Simply treat the patterned background as the image mentioned above (open it first in PE) and the font overlay as the shape layer, the steps are the same.

Enjoy framing images inside shapes and creating patterned or textured lettering with this clipping mask technique!





  1. Thanks You! Thank You! Thank You! Awesome tutorial! I can’t wait to frame and clip EVERYTHING!

  2. You make it seem so easy and by the sound of it, it really is that easy. If I can find a friend who has Photoshop then I can get to try it. Thanks for sharing.
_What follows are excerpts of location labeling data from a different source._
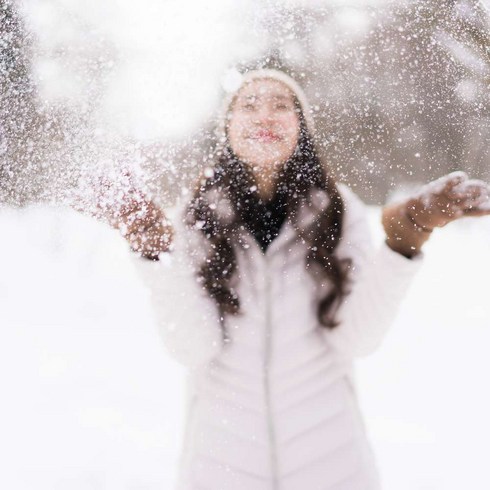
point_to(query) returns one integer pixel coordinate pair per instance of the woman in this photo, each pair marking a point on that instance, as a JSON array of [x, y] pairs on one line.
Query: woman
[[267, 287]]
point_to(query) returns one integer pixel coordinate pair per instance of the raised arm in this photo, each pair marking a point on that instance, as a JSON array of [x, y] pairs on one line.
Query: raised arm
[[381, 278], [187, 317]]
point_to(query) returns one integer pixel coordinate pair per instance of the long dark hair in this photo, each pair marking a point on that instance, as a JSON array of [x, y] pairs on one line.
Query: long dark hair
[[233, 179]]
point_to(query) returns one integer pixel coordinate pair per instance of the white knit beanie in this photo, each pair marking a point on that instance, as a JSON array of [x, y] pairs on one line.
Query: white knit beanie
[[235, 81]]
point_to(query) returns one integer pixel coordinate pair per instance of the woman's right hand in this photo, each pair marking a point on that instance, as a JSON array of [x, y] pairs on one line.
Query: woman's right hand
[[144, 225]]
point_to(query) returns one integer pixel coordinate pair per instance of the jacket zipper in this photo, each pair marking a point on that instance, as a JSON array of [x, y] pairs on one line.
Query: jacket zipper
[[267, 358]]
  3. I am getting Photoshop Elements for Christmas and I can’t wait to play around with it!:-). Thank you for this tutorial!! Did you learn to navigate it mostly by trial and error or do you have a go to book or website you would recommend? Thanks, Kate!

    • So great Tamara! I had my brother show me a few tricks to demonstrate how “layers” work because it was all Greek to me at first, but after he introduced me I just started playing around and reading online tutorials too. I recommend Layla’s Photoshop Elements tutorials, follow the “Shoot Fly Shoot” link in my sidebar to get access!
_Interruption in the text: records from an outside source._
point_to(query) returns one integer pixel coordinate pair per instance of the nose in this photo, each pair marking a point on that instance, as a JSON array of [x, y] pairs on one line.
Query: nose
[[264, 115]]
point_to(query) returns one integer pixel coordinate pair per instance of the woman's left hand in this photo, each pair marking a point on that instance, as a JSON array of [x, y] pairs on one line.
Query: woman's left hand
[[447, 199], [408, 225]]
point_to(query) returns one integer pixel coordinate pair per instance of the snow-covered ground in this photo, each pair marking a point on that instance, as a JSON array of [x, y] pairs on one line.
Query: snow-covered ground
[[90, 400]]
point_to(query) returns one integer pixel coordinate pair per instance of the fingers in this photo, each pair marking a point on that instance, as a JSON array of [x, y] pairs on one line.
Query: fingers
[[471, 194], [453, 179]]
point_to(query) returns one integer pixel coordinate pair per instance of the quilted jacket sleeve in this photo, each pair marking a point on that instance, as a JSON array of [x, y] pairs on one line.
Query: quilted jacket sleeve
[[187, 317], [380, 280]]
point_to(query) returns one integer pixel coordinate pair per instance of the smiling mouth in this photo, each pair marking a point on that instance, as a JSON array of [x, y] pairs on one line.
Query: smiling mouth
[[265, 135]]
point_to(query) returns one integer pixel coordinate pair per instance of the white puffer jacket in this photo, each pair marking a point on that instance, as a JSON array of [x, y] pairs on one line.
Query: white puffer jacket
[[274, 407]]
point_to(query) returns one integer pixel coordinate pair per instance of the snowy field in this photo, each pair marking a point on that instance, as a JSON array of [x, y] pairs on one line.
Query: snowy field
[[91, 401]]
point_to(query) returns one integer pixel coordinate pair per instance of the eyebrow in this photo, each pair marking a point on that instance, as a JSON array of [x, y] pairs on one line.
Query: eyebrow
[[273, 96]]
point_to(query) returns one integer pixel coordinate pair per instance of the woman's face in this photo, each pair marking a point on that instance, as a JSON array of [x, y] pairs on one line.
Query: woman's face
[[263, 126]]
  4. This is great, thanks so much for being there for our learning curve. But……. I can’t help but ask about your dishes, I love them!!! Would you mind sharing were you bought them?
    Thanks so much and Merry Christmas to you and your family!!

  5. Thanks for the great tip on adding texture to fonts… You can also use the cookie cutter tool in elements (the star beneath the “T” type tool) to crop layers into various shapes in one step.

  6. Your pictures are always bright and interesting. I’ve also found a quick way to create pictures in a shape using Microsoft Word. I open Word, insert a picture, then use the Picture Tools to format the picture. There are many shape options under ‘Picture Shapes’ and it is also fun to use ‘Picture Effects’.

    Happy Holidays!

  7. I love this tutorials Kate! I don’t have a brother-n-law or any other family member to show me tricks like this, I only have you :) Your posts are always so rich in visuals thanks for passing along your tips!

  8. Awesome tutorial! I’ll have to try this, it looks so easy but really nice. It would even be great to make Christmas Cards.

  9. Thanks for the tutorial! I’m trying to learn as much as possible about photography, photo editing, and photoshop as I go through the process of taking great pics and sharing it in a beautiful way.